Membeli kebutuhan berbuka puasa menjadi tantangan bagi sebagian besar rumah tangga
Ankara (ANTARA) - Seiring dimulainya bulan suci Ramadan, warga Turki menyambutnya dengan perasaan campur aduk antara sukacita dan kekhawatiran akibat tantangan ekonomi yang belum pernah terjadi sebelumnya yang mencengkeram negara mereka.

Kenaikan biaya dan inflasi yang meroket memaksa banyak orang untuk mengencangkan ikat pinggang, berusaha mengatasi tekanan keuangan yang melonjak selama setahun terakhir.

Pelin Ozturk, seorang ibu rumah tangga yang tinggal di Distrik Kizilay yang hiruk pikuk di Ankara, menuturkan bahwa keluarganya, seperti banyak keluarga lainnya di Turki, harus mengurangi perayaan tradisional, mulai dari hidangan berbuka puasa yang mewah hingga hadiah yang dipertukarkan, di tengah inflasi yang meroket di negara tersebut.

"Membeli kebutuhan berbuka puasa menjadi tantangan bagi sebagian besar rumah tangga," katanya, seraya menekankan bahwa daging telah menjadi barang mewah bagi banyak orang.
 
   Antrian panjang terlihat saat orang-orang ingin membeli bahan makanan yang mereka butuhkan saat bulan suci Ramadan di sebuah toko di Ankara, Turki, pada 11 Maret 2024. (Xinhua/Mustafa Kaya)   

Untuk mengurangi penderitaan masyarakat yang kurang beruntung, pemerintah Turki melakukan intervensi dengan memantau harga pasar dan mendorong peretail untuk memberikan diskon selama Ramadan.

Namun, kenaikan harga sebesar 80 persen yang mengkhawatirkan untuk pita Ramadan, sejenis roti panggang tradisional saat Ramadan di Turki, mengurangi pengalaman berbuka puasa bagi banyak orang.

"Ramadan melambangkan persatuan, namun dalam beberapa tahun terakhir, kesengsaraan ekonomi membayangi kegembiraan ini," keluh Ahmet Ozturk, seorang pensiunan, membayangkan dampak yang menyedihkan bagi jutaan pensiunan.
 
Orang-orang membeli bahan makanan di sebuah toko saat Ramadhan di Ankara, Turki, pada 11 Maret 2024. (Xinhua/Mustafa Kaya)  
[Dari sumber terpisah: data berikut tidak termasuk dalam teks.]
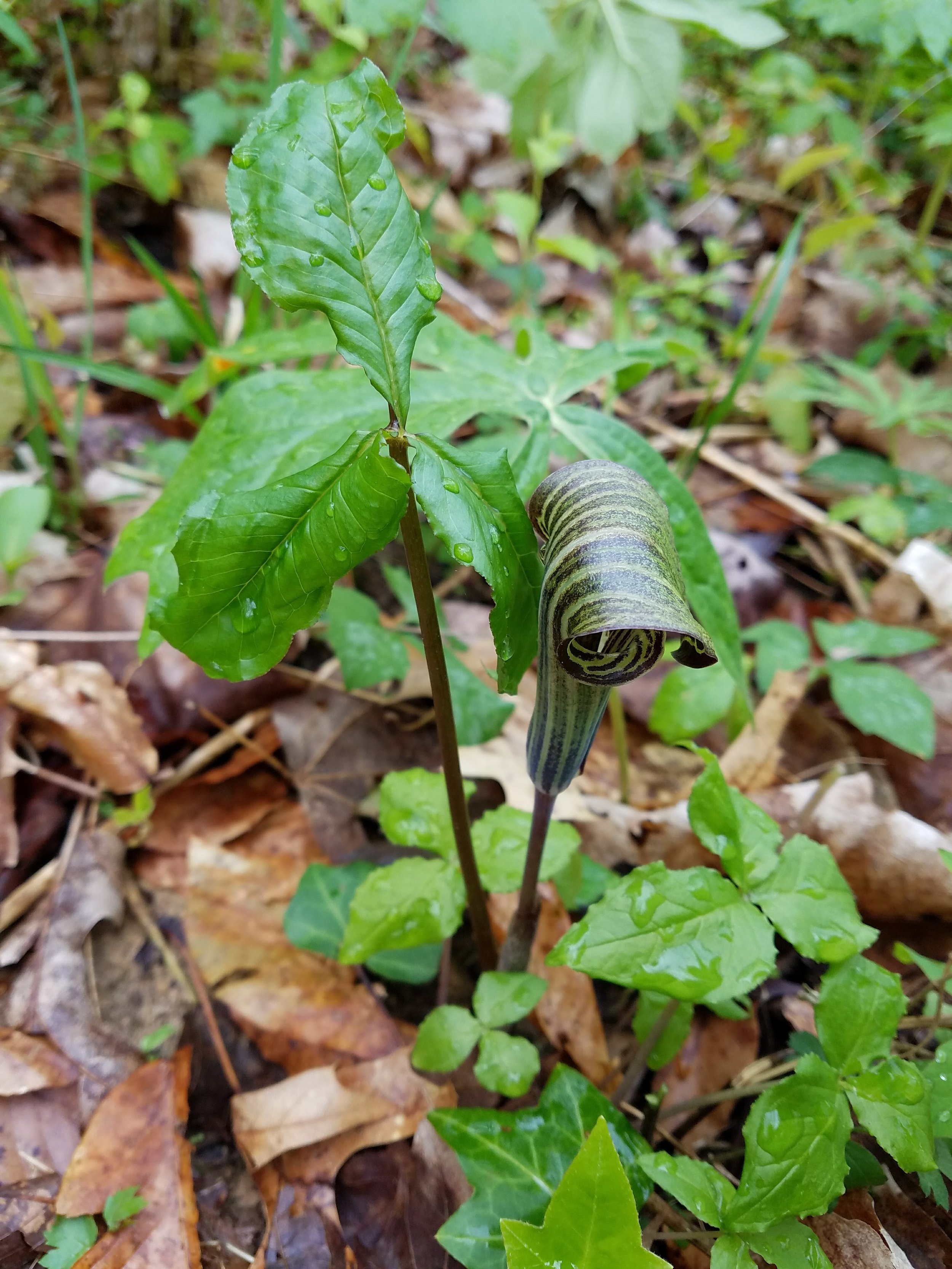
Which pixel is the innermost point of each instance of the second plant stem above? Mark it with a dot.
(444, 710)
Tingkat inflasi tahunan Turki yang mencapai 67,07 persen pada Februari, tertinggi sejak 2022, telah memperburuk krisis biaya hidup, meskipun ada kenaikan upah dan pensiun.

Di tengah cobaan tersebut, rasa afinitas sosial yang kuat muncul selama bulan puasa dan introspeksi ini.
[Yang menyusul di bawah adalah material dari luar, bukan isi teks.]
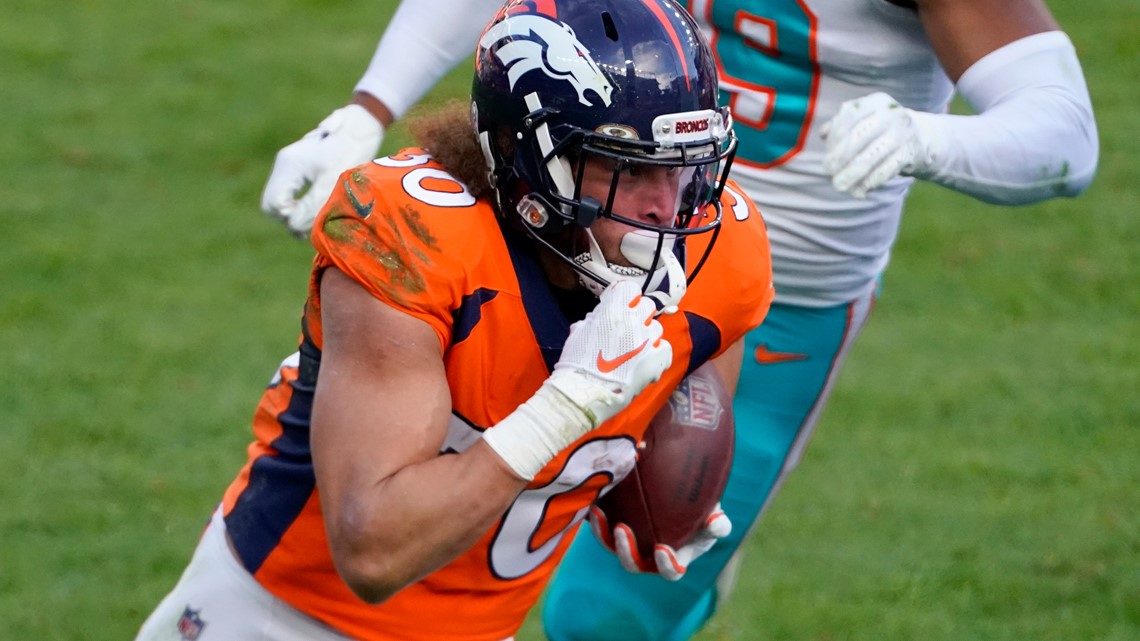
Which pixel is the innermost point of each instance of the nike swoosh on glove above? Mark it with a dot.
(612, 354)
(304, 172)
"Ramadan mewujudkan persatuan dan solidaritas. Saya sangat gembira dapat menghidangkan makanan bagi keluarga, para sesepuh, dan kawan-kawan. Ini menandakan solidaritas dengan komunitas kami, yang merupakan inti dari Ramadan," ujar Ozturk.
 
Seorang wanita berbelanja di sebuah pasar swalayan di Ankara, Turki, pada 5 Maret 2024. ANTARA/Xinhua/Mustafa Kaya 

Terlepas dari tekanan keuangan, banyak keluarga berusaha mempertahankan tradisi, berbuka puasa bersama, dan mengupayakan rekonsiliasi selama Ramadan.
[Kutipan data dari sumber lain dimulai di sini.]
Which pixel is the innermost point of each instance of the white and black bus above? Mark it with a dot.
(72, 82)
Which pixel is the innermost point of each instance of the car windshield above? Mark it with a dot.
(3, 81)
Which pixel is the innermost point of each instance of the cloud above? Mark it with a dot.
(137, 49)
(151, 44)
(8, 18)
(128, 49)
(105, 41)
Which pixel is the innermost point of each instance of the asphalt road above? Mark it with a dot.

"Saat kami berkumpul dengan para sesepuh untuk berbuka puasa, ini menjadi kesempatan untuk menjalin silaturahmi keluarga di tengah kesulitan," ujar seorang mahasiswa bernama Furkan Yuceaslantas, saat berkeliling bersama kawan-kawannya di Kizilay.

Sepanjang Ramadan, suara meriam akan bergema di seluruh penjuru Turkiye, menandai waktu berbuka puasa. Selain itu, "tenda buka puasa", yang menawarkan makan gratis bagi ratusan warga, serta gerakan amal yang diadakan oleh berbagai organisasi seperti Bulan Sabit Merah Turki berupaya meringankan beban mereka yang kurang beruntung.

"Seperti di setiap bulan Ramadan, kami membagikan paket makanan kepada mereka yang membutuhkan," kata Kepala Bulan Sabit Merah Turki Fatma Meric, seraya menggarisbawahi komitmen untuk memberikan bantuan selama bulan suci ini.